In this post, we’ll take you behind the scenes of our experiments, prototypes, and pilot results, showing exactly where GPU acceleration earns its keep, and where the CPU still rules.

1. LP Acceleration with PDLP + Crossover

One of our most promising targeted uses is a hybrid LP solving approach. We can start with NVIDIA cuOpt’s PDLP solver on the GPU. PDLP is a first-order method that’s blisteringly fast at finding a low-accuracy feasible, but not necessarily optimal, solution for massive LPs. Then we crossover to our CPU-based simplex solver to refine that solution to optimality with high accuracy.

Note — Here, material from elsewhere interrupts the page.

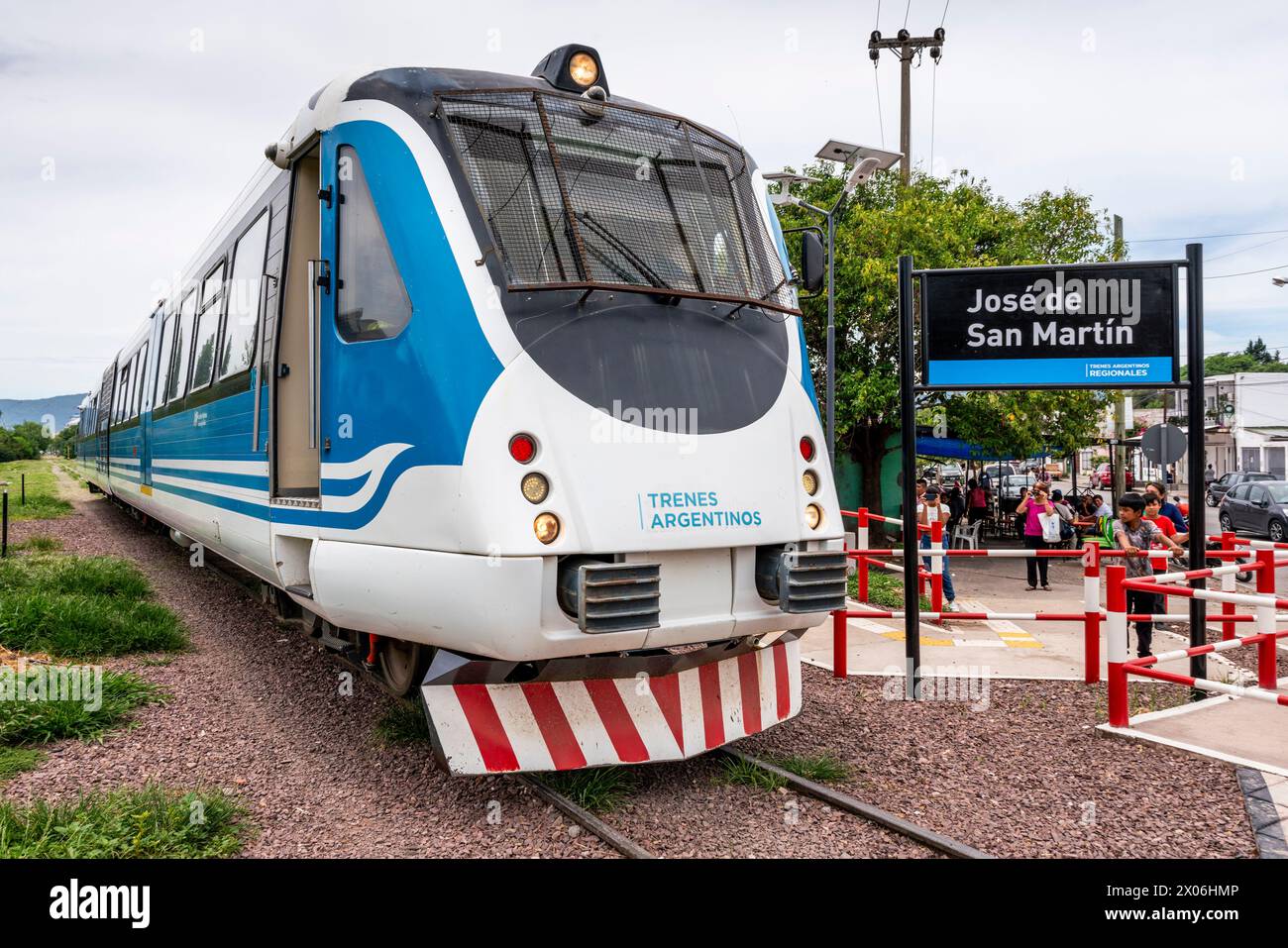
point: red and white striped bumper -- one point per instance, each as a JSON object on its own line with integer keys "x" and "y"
{"x": 627, "y": 717}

This works with our philosophy because PDLP’s heavy matrix–vector operations are perfect for GPUs. The crossover step leverages the CPU’s efficiency for fine-grained, sequential refinements. We avoid running Simplex entirely on GPU, which would waste cycles and memory bandwidth on work that doesn’t parallelize well. In some pilots, we’ve even run PDLP and Simplex concurrently, and whichever finishes first wins. It’s not about chasing GPU usage for its own sake. It’s about winning the wall-clock race.

2. Parallel Heuristics for Faster MILP Search

MILP branch-and-bound trees start very sequentially and finding good incumbents early can dramatically shorten solve times. This is a perfect opportunity for targeted GPU use. While the Rose CPU solver runs branch-and-bound as usual, we have a parallel GPU-based heuristic search (via cuOpt) hunt for better feasible solutions. When the GPU finds a new incumbent, it sends it back to the CPU solver, tightening bounds and pruning more of the search tree. In certain MIP instances, identifying our own set of features about the problem for generating cutting planes can also be done in parallel. GPUs can accelerate the process feeding the CPU solver more cuts in less time.

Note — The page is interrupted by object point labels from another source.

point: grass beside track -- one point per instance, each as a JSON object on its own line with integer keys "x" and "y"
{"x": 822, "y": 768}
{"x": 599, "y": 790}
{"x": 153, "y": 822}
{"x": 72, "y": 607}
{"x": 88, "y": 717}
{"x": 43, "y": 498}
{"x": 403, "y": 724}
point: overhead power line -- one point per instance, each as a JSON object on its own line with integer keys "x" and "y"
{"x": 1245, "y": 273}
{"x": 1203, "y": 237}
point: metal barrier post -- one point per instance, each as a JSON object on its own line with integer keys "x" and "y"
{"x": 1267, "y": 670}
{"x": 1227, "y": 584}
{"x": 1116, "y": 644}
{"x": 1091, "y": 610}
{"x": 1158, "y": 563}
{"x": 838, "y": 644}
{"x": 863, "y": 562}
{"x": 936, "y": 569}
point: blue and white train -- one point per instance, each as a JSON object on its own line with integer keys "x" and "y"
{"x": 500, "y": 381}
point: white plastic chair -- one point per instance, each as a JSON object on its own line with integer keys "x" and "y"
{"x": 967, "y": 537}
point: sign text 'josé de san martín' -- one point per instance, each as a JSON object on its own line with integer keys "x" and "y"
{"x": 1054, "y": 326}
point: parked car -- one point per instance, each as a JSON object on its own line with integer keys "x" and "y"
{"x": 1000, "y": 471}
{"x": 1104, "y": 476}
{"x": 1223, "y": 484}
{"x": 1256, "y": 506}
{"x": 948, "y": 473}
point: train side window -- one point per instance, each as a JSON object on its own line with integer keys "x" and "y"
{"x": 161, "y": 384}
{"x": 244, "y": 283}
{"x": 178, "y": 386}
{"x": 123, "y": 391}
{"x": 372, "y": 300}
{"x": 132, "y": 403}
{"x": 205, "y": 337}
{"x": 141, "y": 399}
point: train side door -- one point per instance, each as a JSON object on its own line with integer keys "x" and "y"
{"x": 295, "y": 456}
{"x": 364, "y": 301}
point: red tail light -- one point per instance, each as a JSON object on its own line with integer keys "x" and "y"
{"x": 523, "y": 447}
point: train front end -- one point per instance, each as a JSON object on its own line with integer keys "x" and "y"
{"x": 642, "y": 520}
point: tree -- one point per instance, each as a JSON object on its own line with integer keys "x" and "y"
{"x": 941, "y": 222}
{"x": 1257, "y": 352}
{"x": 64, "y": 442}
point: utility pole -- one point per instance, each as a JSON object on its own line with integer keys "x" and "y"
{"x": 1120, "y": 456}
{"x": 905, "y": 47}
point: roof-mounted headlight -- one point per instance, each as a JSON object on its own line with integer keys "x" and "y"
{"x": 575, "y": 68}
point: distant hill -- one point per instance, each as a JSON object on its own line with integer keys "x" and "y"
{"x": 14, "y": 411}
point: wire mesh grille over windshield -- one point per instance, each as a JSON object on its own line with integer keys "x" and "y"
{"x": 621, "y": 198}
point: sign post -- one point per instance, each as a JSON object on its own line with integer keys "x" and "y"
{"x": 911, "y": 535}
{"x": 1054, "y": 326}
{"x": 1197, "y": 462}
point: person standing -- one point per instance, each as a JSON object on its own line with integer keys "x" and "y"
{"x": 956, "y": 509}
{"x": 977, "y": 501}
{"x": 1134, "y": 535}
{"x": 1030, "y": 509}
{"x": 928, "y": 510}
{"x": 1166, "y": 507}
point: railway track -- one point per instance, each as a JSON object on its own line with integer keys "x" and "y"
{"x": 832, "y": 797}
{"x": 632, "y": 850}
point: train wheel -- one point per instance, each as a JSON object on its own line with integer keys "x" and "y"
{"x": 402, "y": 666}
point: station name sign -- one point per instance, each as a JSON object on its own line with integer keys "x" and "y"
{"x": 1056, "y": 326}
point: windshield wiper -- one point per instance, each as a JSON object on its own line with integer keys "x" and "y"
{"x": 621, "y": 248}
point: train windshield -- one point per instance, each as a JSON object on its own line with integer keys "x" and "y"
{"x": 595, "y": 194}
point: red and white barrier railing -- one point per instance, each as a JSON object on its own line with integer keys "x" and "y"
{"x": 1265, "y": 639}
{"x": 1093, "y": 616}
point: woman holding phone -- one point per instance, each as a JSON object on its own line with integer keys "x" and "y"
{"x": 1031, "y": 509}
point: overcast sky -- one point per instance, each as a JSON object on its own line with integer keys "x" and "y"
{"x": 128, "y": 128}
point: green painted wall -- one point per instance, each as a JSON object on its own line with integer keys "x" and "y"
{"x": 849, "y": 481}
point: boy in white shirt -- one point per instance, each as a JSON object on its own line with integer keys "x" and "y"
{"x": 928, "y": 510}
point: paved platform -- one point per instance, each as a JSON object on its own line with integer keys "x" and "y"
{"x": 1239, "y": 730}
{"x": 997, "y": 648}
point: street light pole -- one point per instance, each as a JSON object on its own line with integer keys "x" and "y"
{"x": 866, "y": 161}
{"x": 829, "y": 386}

This works with our philosophy because the GPU is only used for the part of the MILP process which is inherently parallelizable: running many heuristic attempts at once. We don’t try to run the whole branch-and-bound on GPU, avoiding the mismatch between GPU strengths and branching logic.

3. Presolve

Presolve is the solver’s “tidy-up” phase, simplifying the problem before the heavy solving begins. Some presolve passes, like bound tightening, coefficient scanning, exploiting symmetry, or detecting redundant constraints are data-parallel and can benefit from GPU execution. Others are too conditional to map efficiently to GPU threads. Our presolve strategy evaluates which tasks to offload and which to keep on CPUs, ensuring we’re not spending GPU cycles where they won’t pay dividends in reduced time.

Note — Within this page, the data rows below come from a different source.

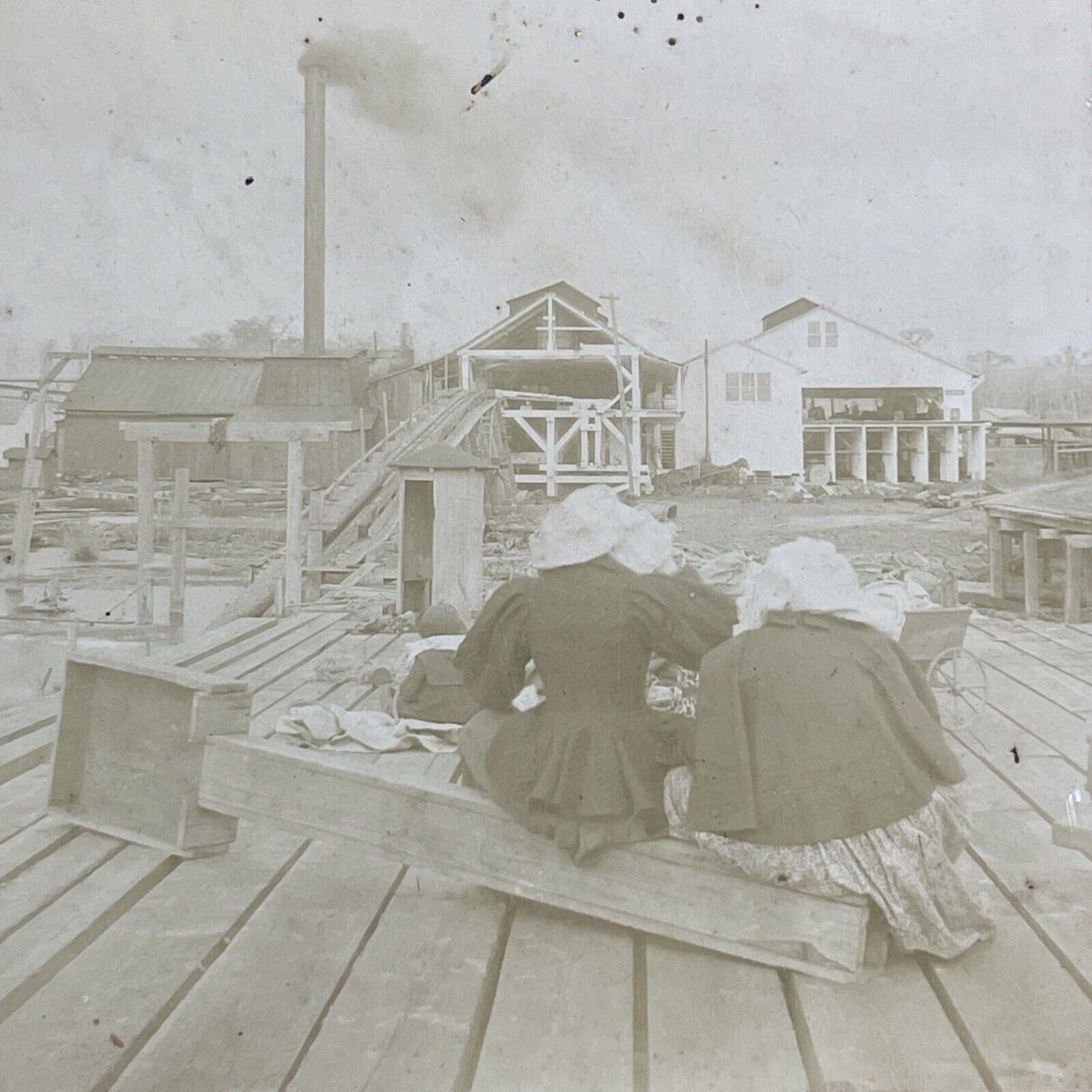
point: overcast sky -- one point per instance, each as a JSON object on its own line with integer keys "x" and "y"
{"x": 920, "y": 165}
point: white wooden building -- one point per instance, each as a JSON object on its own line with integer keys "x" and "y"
{"x": 554, "y": 363}
{"x": 817, "y": 388}
{"x": 746, "y": 404}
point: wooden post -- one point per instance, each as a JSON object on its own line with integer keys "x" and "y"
{"x": 998, "y": 544}
{"x": 178, "y": 552}
{"x": 1077, "y": 546}
{"x": 552, "y": 456}
{"x": 1031, "y": 571}
{"x": 23, "y": 533}
{"x": 294, "y": 529}
{"x": 145, "y": 530}
{"x": 949, "y": 454}
{"x": 312, "y": 581}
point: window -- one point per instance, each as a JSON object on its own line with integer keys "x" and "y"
{"x": 747, "y": 387}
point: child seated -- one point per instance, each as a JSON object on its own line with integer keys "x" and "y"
{"x": 434, "y": 690}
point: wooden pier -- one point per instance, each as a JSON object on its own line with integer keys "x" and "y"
{"x": 296, "y": 964}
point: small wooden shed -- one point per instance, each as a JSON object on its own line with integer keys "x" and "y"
{"x": 441, "y": 524}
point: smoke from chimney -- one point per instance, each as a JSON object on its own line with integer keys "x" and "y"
{"x": 314, "y": 208}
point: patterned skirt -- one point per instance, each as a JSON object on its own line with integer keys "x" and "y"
{"x": 905, "y": 868}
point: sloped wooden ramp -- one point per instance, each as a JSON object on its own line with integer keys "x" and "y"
{"x": 302, "y": 964}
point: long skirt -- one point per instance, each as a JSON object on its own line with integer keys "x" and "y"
{"x": 905, "y": 868}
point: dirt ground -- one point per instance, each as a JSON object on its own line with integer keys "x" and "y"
{"x": 861, "y": 527}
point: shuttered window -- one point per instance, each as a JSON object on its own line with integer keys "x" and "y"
{"x": 747, "y": 387}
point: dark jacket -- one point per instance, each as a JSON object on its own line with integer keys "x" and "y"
{"x": 586, "y": 767}
{"x": 812, "y": 729}
{"x": 435, "y": 690}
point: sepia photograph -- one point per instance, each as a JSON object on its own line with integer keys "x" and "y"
{"x": 546, "y": 546}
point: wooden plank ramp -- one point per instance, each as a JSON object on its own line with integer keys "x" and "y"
{"x": 346, "y": 970}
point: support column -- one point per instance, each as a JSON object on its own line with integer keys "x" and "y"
{"x": 181, "y": 510}
{"x": 920, "y": 456}
{"x": 1031, "y": 571}
{"x": 294, "y": 527}
{"x": 829, "y": 459}
{"x": 552, "y": 456}
{"x": 1078, "y": 556}
{"x": 976, "y": 456}
{"x": 890, "y": 444}
{"x": 312, "y": 579}
{"x": 998, "y": 549}
{"x": 858, "y": 454}
{"x": 949, "y": 454}
{"x": 145, "y": 530}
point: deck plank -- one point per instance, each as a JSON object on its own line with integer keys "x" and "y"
{"x": 130, "y": 979}
{"x": 32, "y": 954}
{"x": 886, "y": 1035}
{"x": 294, "y": 659}
{"x": 1025, "y": 1015}
{"x": 22, "y": 800}
{"x": 718, "y": 1023}
{"x": 206, "y": 645}
{"x": 404, "y": 1017}
{"x": 562, "y": 1017}
{"x": 281, "y": 640}
{"x": 242, "y": 1025}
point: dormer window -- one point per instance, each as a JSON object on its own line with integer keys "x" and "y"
{"x": 816, "y": 333}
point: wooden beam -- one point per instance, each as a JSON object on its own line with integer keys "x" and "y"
{"x": 665, "y": 887}
{"x": 294, "y": 529}
{"x": 178, "y": 552}
{"x": 996, "y": 542}
{"x": 270, "y": 432}
{"x": 1076, "y": 559}
{"x": 145, "y": 530}
{"x": 1032, "y": 571}
{"x": 312, "y": 580}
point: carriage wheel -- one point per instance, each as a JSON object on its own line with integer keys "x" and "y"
{"x": 959, "y": 682}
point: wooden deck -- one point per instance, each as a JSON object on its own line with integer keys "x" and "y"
{"x": 295, "y": 964}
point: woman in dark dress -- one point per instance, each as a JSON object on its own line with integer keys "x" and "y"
{"x": 819, "y": 761}
{"x": 586, "y": 768}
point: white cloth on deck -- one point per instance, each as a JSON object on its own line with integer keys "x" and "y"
{"x": 363, "y": 729}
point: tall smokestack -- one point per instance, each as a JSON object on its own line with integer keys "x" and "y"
{"x": 314, "y": 208}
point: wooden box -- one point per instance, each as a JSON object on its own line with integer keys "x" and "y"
{"x": 130, "y": 745}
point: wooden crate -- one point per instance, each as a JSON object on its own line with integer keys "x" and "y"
{"x": 130, "y": 745}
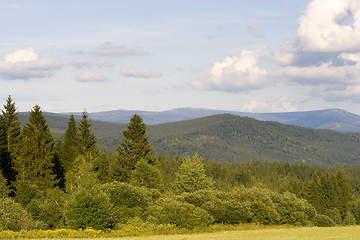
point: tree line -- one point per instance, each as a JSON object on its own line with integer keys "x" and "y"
{"x": 67, "y": 182}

We’re also leveraging NVIDIA’s latest high-performance computing hardware, which supports NVLink connections between CPU and GPU. NVLink enables aggregate bidirectional bandwidth exceeding 1,000 GB/sec on supported systems — a massive leap from the roughly 64 GB/sec available with PCIe. This ultra-fast interconnect reduces data transfer bottlenecks, making GPU acceleration practical for more parts of the solver pipeline. Because our approach selectively offloads only the most parallelizable tasks to the GPU, rapid CPU–GPU communication ensures we can hand off and retrieve data with minimal overhead, keeping the entire process efficient.

At SimpleRose we use GPUs where they actually matter and let CPUs do the rest. It’s not about chasing hardware trends. It’s about utilizing the best of both worlds to find the fastest, most efficient path to the best solution.